History

United Kingdom
- Name: SS Fort Athabaska
- Owner: Ministry of War Transport
- Operator: J. & C. Harrison, London
- Builder: Burrard Dry Dock Co. Ltd., North Vancouver
- Completed: 15 May 1943
- Fate: Sunk, 2 December 1943

General characteristics
- Class & type: North Sands-type Fort ship
- Tonnage: 7,130 GRT
- Length: 441 ft 6 in (134.57 m)
- Beam: 57 ft 2 in (17.42 m)
- Draught: 26 ft 11.5 in (8.217 m)
- Propulsion: 3 cyl triple expansion steam; 2500 ihp; One shaft.;
- Speed: 11 knots (13 mph; 20 km/h)
- Range: 11,400 nmi (21,100 km) at 10 kn (12 mph; 19 km/h)
- Complement: 115
- Armament: During the Second World War:; 1 × 4-inch (100 mm) gun; 8 × 20mm AA guns;

= SS Fort Athabaska =

SS Fort Athabaska was a Canadian-owned Fort ship, sunk while under British naval use in 1943. With the heavy demand for British cargo ships it was given to British naval forces.

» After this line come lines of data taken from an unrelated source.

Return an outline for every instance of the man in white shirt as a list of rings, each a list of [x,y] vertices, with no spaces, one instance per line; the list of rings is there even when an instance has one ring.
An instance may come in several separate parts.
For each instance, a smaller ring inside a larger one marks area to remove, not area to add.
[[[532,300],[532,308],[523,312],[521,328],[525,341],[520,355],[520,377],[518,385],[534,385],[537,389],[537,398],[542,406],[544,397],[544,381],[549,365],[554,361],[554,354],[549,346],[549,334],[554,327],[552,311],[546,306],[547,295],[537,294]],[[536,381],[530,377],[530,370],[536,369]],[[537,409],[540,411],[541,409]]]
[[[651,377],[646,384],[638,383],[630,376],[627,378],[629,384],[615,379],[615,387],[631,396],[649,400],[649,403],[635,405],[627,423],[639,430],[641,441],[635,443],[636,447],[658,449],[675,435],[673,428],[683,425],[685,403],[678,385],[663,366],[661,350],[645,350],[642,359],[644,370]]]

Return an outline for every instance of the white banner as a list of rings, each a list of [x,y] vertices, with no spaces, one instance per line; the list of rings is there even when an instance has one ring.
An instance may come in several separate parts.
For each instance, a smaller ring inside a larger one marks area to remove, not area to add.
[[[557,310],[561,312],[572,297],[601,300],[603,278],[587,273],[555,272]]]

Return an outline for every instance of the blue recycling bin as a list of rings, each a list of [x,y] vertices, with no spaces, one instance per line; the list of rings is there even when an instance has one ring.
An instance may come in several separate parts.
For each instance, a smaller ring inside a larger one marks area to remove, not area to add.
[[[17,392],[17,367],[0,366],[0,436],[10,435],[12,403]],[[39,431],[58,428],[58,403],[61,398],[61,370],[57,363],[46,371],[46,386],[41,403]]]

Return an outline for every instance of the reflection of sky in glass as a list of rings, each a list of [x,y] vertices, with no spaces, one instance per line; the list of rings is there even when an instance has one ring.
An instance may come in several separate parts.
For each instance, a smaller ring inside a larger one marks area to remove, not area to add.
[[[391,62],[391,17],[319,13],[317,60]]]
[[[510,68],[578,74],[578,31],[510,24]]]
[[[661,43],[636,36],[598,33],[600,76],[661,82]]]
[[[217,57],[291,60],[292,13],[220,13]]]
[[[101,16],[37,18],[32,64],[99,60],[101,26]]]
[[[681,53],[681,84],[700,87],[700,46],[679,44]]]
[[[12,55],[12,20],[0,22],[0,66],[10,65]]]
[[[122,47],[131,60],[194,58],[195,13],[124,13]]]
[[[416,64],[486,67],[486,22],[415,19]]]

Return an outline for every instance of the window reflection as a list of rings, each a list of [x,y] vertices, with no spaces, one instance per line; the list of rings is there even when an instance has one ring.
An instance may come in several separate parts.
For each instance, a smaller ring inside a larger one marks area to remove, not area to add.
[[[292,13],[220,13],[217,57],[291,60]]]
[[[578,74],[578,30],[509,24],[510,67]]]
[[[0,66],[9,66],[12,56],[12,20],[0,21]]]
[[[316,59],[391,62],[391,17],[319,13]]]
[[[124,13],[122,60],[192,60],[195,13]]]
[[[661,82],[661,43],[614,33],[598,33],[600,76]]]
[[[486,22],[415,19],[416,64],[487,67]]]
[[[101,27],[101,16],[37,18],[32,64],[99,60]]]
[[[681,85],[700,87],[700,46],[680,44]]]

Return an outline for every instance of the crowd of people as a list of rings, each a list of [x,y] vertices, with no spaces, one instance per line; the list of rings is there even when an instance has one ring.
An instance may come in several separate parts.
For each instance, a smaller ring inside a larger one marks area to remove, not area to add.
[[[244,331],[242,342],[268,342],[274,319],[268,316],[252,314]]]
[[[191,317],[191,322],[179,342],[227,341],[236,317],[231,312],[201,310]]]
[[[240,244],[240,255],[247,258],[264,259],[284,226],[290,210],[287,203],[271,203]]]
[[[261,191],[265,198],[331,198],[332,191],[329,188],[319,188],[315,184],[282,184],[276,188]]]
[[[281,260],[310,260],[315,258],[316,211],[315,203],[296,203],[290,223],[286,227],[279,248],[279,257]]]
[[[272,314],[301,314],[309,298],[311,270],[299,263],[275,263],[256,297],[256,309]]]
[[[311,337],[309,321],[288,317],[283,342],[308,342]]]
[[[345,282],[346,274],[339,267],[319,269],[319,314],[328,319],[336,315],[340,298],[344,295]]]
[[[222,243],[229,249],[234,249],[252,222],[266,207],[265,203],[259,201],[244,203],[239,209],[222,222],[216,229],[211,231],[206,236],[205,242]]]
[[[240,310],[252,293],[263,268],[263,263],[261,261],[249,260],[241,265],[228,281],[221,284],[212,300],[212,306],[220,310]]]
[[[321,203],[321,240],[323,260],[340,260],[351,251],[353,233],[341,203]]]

She was a North Sands type Fort ship built by Burrard Dry Dock of North Vancouver, and completed 15 May 1943.

== History ==
On 2 December 1943 multiple squadrons of German bombers conducted a destructive air assault on Bari Harbour in Italy. Twenty-eight Allied ships were sunk in the raid with contents of mustard gas in one of their hulls. The moment the gas spread, the harbour became a poisonous inferno. One of the ships sunk in the raid was Fort Athabaska. The contents of the ship whilst it was stationed at Bari is unknown, but some records suggest medical/oil/ammunition supplies. The fate of the ship was sealed when multiple bombs penetrated the decks of the ship, leaving holes in the hull that could not be repaired. The order to abandon ship was given and the ship quickly submerged.
Fort and Park ship were the Canadian equivalent of the American Liberty ships. All three shared a similar design by J.L. Thompson and Sons of Sunderland, England. Fort ships had a triple expansion steam engine and a single screw propeller.